Use of xarray
ska-sdp-datamodels uses the xarray library instead of numpy in the
data classes. All data classes are derived from xarray.Dataset
. This change is motivated
by the large range of capabilities available from xarray. These include:
Named dimensions and coordinates, allowing access via quantities such as time, frequency, polarisation, receptor
Indexing, selection, iteration, and conditions
Support of split-apply-recombine operations
Interpolation in coordinates, including missing values
Automatic invocation of Dask for array operations
Arbitrary meta data as attributes
We have chosen to make data classes derive from xarray.Dataset
. Instead of adding
some of the class methods to the data class, which would introduce some interface fragility
as xarray changes over time, we have used data accessors to control access to
these methods specific to the class.
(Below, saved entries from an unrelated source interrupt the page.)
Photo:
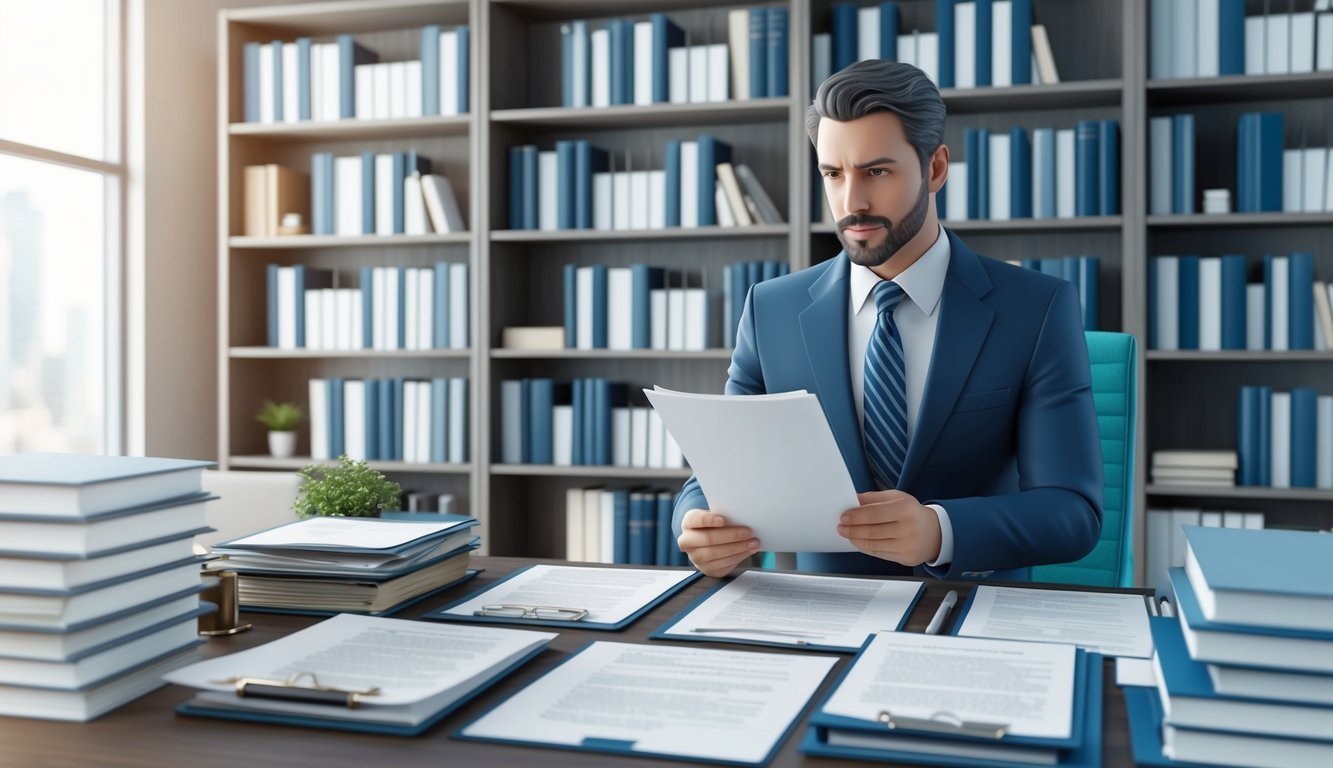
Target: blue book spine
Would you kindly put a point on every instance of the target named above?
(1233, 302)
(439, 410)
(759, 52)
(776, 51)
(1108, 170)
(431, 70)
(672, 163)
(665, 35)
(1300, 302)
(565, 184)
(271, 302)
(844, 35)
(599, 306)
(1188, 307)
(1231, 44)
(1265, 435)
(1183, 163)
(571, 306)
(463, 68)
(984, 43)
(277, 80)
(303, 78)
(1304, 419)
(540, 408)
(1020, 32)
(1020, 174)
(889, 31)
(249, 66)
(1085, 168)
(440, 331)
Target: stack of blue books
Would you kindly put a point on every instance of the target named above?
(99, 584)
(1245, 674)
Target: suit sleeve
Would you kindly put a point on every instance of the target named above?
(1056, 514)
(743, 378)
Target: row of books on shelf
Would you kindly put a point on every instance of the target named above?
(1055, 174)
(99, 583)
(583, 187)
(1243, 670)
(621, 526)
(651, 62)
(1205, 303)
(1284, 439)
(412, 420)
(392, 308)
(292, 82)
(585, 422)
(976, 43)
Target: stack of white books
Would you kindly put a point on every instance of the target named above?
(1245, 674)
(99, 584)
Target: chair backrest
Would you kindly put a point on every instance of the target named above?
(1115, 395)
(247, 502)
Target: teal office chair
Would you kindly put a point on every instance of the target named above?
(1113, 388)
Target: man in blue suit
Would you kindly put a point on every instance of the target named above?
(957, 387)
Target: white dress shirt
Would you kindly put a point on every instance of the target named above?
(917, 318)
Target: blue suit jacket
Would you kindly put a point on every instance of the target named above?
(1007, 436)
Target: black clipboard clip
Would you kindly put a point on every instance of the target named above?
(291, 690)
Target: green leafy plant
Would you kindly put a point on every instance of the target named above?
(348, 490)
(279, 416)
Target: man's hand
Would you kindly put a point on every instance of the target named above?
(712, 544)
(892, 526)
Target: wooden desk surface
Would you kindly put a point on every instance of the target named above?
(148, 732)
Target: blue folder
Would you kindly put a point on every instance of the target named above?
(443, 615)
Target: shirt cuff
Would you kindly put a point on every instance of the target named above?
(945, 538)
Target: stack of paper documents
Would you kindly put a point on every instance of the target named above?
(99, 584)
(944, 700)
(357, 564)
(1245, 672)
(359, 674)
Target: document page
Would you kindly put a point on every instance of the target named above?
(609, 595)
(768, 462)
(697, 703)
(1111, 624)
(1027, 686)
(799, 610)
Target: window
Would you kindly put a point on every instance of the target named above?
(61, 180)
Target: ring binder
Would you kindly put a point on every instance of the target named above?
(289, 691)
(944, 722)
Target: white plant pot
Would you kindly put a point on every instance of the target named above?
(281, 444)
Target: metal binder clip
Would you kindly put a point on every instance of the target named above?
(947, 723)
(289, 691)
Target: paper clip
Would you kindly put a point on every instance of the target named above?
(291, 691)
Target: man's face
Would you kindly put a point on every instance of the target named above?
(872, 178)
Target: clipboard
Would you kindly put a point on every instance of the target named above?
(555, 620)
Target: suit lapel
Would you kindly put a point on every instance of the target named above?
(824, 332)
(964, 324)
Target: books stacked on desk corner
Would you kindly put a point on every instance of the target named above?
(1245, 670)
(349, 564)
(99, 583)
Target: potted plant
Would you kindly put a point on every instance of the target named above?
(347, 490)
(281, 420)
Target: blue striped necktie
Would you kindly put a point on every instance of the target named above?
(885, 391)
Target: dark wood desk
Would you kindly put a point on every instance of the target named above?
(148, 732)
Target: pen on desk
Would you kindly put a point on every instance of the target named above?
(941, 614)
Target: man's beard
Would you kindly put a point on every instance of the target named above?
(895, 235)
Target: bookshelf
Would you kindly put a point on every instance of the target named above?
(1187, 399)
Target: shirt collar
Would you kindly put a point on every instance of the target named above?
(923, 282)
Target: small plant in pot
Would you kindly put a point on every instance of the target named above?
(348, 490)
(281, 420)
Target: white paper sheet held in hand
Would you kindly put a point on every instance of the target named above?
(768, 462)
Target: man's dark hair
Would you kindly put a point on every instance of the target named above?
(877, 86)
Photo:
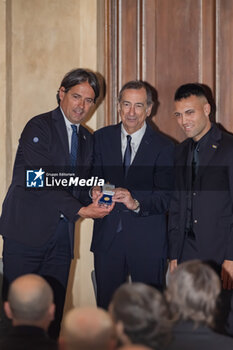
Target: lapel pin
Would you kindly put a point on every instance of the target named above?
(35, 139)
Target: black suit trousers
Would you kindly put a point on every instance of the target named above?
(51, 261)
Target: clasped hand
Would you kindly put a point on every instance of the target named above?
(122, 195)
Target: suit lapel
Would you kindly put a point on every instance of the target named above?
(211, 147)
(60, 126)
(139, 158)
(82, 140)
(184, 165)
(116, 146)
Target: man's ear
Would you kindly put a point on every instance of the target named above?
(61, 92)
(207, 109)
(7, 309)
(51, 312)
(61, 343)
(148, 110)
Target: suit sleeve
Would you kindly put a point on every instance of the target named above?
(35, 144)
(157, 202)
(229, 241)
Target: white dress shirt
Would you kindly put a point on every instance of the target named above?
(69, 128)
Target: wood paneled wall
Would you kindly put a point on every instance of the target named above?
(169, 43)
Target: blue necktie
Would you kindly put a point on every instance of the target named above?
(127, 155)
(74, 146)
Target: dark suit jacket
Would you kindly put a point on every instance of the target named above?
(31, 216)
(27, 338)
(212, 196)
(149, 180)
(188, 337)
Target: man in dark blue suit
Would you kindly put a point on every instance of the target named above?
(38, 225)
(132, 240)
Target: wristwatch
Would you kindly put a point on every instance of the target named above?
(137, 205)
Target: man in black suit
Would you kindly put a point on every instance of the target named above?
(201, 210)
(37, 225)
(192, 294)
(30, 307)
(132, 240)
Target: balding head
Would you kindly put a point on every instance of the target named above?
(87, 329)
(30, 301)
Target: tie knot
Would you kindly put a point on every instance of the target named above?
(74, 128)
(129, 138)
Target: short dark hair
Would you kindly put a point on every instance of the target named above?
(137, 85)
(78, 76)
(192, 292)
(187, 90)
(142, 310)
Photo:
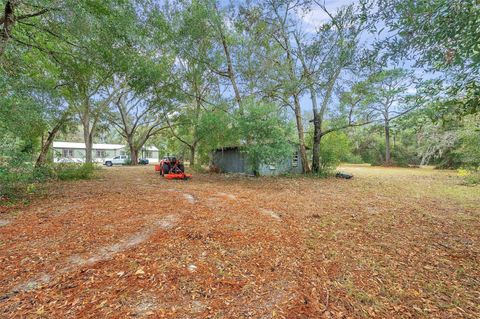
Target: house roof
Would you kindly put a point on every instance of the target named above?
(96, 146)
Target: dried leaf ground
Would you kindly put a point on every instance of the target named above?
(391, 243)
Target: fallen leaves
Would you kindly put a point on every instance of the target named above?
(241, 248)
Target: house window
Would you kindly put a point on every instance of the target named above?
(67, 153)
(295, 160)
(100, 154)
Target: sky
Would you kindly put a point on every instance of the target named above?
(316, 17)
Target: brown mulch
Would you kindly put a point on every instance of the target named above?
(130, 244)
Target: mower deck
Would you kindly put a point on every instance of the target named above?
(178, 176)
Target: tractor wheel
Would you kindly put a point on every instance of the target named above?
(165, 169)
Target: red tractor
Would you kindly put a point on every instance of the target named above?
(173, 168)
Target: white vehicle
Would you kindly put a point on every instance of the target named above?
(117, 160)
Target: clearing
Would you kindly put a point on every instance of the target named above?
(391, 243)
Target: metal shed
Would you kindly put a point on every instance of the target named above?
(232, 160)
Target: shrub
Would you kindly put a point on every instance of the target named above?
(74, 171)
(18, 180)
(470, 177)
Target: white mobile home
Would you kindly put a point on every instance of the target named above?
(75, 152)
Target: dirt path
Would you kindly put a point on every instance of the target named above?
(131, 244)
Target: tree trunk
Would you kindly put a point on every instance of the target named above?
(8, 22)
(42, 157)
(231, 72)
(87, 137)
(387, 143)
(133, 155)
(301, 134)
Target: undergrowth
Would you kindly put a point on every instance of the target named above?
(18, 181)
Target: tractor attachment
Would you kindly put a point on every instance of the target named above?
(172, 168)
This design is suggested in the xarray documentation
on extending xarray.
Examples:
# Flagged visibility
vis.visibility_acc.flagged_vis
# UVW in wavelengths
vis.visibility_acc.uvw_lambda
# DataArray sizes
vis.visibility_acc.datasizes
# Phasecentre as an astropy.SkyCoord
im.image_acc.phasecentre
# Image RA, Dec grid
im.image_acc.ra_dec_mesh
# Gaintable number of receptors
gt.gaintable_acc.nrec
Usage Examples
For
Image
,GridData
, andConvolutionFunction
, the name of the data variable is pixels so for example:
# The previous numpy format
im.data
# as an Xarray becomes
im["pixels"]
# as an numpy array or Dask array becomes
im["pixels"].data
# as an numpy array becomes
im["pixels"].values
# The properties now require using the accessor class. For example:
im.nchan
# becomes
im.image_acc.nchan
# or directly to the attributes of the xarray.Dataset
im.attrs["nchan"]
For
Visibility
, the various columns become data variables:
# The numpy format
bvis.data["vis"]
# becomes
bvis["vis"]
# as an numpy array or Dask array becomes
bvis["vis"].data
# as an numpy array becomes
bvis["vis"].values
# The properties now require using the accessor class. For example:
bvis.nchan
# becomes
bvis.visibility_acc.nchan
# or directly to the attributes of the xarray.Dataset
bvis.attrs["nchan"]
# The convenience methods for handling flags also require the accessor:
bvis.flagged_vis
# becomes
bvis.visibility_acc.flagged_vis
Here is a simple example of how the capabilities of xarray can be used:
vis = create_visibility_from_ms(ms)[0]
# Don't squeeze out the unit dimensions because we will want
# them for the concat
chan_vis = [v[1] for v in vis.groupby_bins(dim, bins=2)]
# Predict visibility from a model.
chan_vis = [predict_ng(vis, model) in chan_vis]
# Now concatenate
newvis = xarray.concat(chan_vis, dim=dim, data_vars="minimal")
Warnings and Limitations
The current main limitation of the xarray implementation is that, some of the class methods and operations
can return a raw xarray.Dataset
instead of a subclass instance. So please make sure variables
return the expected data structure when using xarray.